Samsung faces $17 billion loss from Note 7 recall
Analysts predict that Samsung could face a $17 billion loss after it pulled the plug on its flagship Galaxy Note 7.
Samsung's worst-ever recall could cost the company as much as $17 billion after it pulled the plug on its flagship Galaxy Note 7 with the potential to lose more due a dent in the brand and its reputation.
The halt in sales of the smartphone will will translate into lost sales of up to 19 million phones, or nearly $17 billion, a figure that could be easily absorbed by Samsung, with a market value of $235 billion and $69 billion in cash and equivalents at the end of June, but the bigger problem will be long-term impact on its reputation and brand, analysts and experts say.
"We think the Note 7 incident may hurt demand for Samsung's other smartphone models as well," Nomura analysts said in a note, adding it may have to slash Samsung's fourth-quarter mobile division profit estimates by as much as 85 percent.
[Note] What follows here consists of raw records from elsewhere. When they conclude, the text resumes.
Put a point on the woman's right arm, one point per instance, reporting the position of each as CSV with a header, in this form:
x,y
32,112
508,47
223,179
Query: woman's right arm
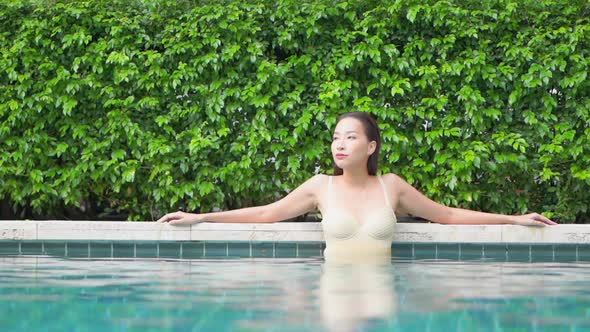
x,y
301,200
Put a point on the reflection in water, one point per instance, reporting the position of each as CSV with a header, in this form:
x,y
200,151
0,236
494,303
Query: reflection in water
x,y
352,293
289,295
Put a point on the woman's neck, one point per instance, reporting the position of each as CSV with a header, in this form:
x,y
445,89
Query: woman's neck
x,y
355,178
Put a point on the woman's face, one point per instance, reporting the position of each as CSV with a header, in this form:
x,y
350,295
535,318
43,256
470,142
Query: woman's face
x,y
350,145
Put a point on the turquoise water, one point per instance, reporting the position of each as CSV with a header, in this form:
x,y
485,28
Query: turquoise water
x,y
44,293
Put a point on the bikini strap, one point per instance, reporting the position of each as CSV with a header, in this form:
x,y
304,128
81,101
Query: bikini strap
x,y
387,201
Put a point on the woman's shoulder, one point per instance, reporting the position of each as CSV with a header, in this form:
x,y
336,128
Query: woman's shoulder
x,y
391,178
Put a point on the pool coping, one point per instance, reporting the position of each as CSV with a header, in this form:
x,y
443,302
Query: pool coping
x,y
18,230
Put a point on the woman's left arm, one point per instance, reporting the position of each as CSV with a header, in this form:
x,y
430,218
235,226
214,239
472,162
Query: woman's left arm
x,y
415,203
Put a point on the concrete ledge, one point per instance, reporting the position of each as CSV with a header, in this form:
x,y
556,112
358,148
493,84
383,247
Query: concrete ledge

The team behind the Samsung Note 7 pic.twitter.com/v8XlkDLI5f
— Ivan (@StarStuff_ivan) October 11, 2016
The firm received 92 reports of batteries overheating in the United States, including 26 reports of burns and 55 reports of property damage, according to the US regulator's announcement of the September 15 recall.
"The Note 7 unit is forever going to be tarnished and the danger is that the brand becomes irretrievably damaged as well," said Stephen Robb, a partner at UK law firm Weightmans.
"They need to be writing to every customer with an apology and some form of 'compensation'... It will clearly be costly for the company but the alternative is to end up going the way of Nokia and Blackberry."
If you need a burner phone, Samsung have the product for you!
— Nat Pryce (@natpryce) October 11, 2016
Samsung also faces lawsuits, with at least two consumers taking the company to the court in the United States to claim compensation on damages stemming from the faulty smartphone.
The Note 7 woes may also roil Samsung's component business, an important and growing source of revenue, as it provides key smartphone parts such as phone screens and memory chips.
Putting aside the fact that exploding batteries never should have been released, respect to Samsung for taking a hit and pulling the Note 7.
— dbrand (@dbrand) October 12, 2016
Samsung announced the recall of 2.5 million Note 7s in early September following numerous reports of the phones catching fire and on Tuesday the crisis deepened.
The company told mobile carriers to stop sales or exchange of the devices and asked users to shut off their phones while it investigated new reports of fires in replacement Note 7s.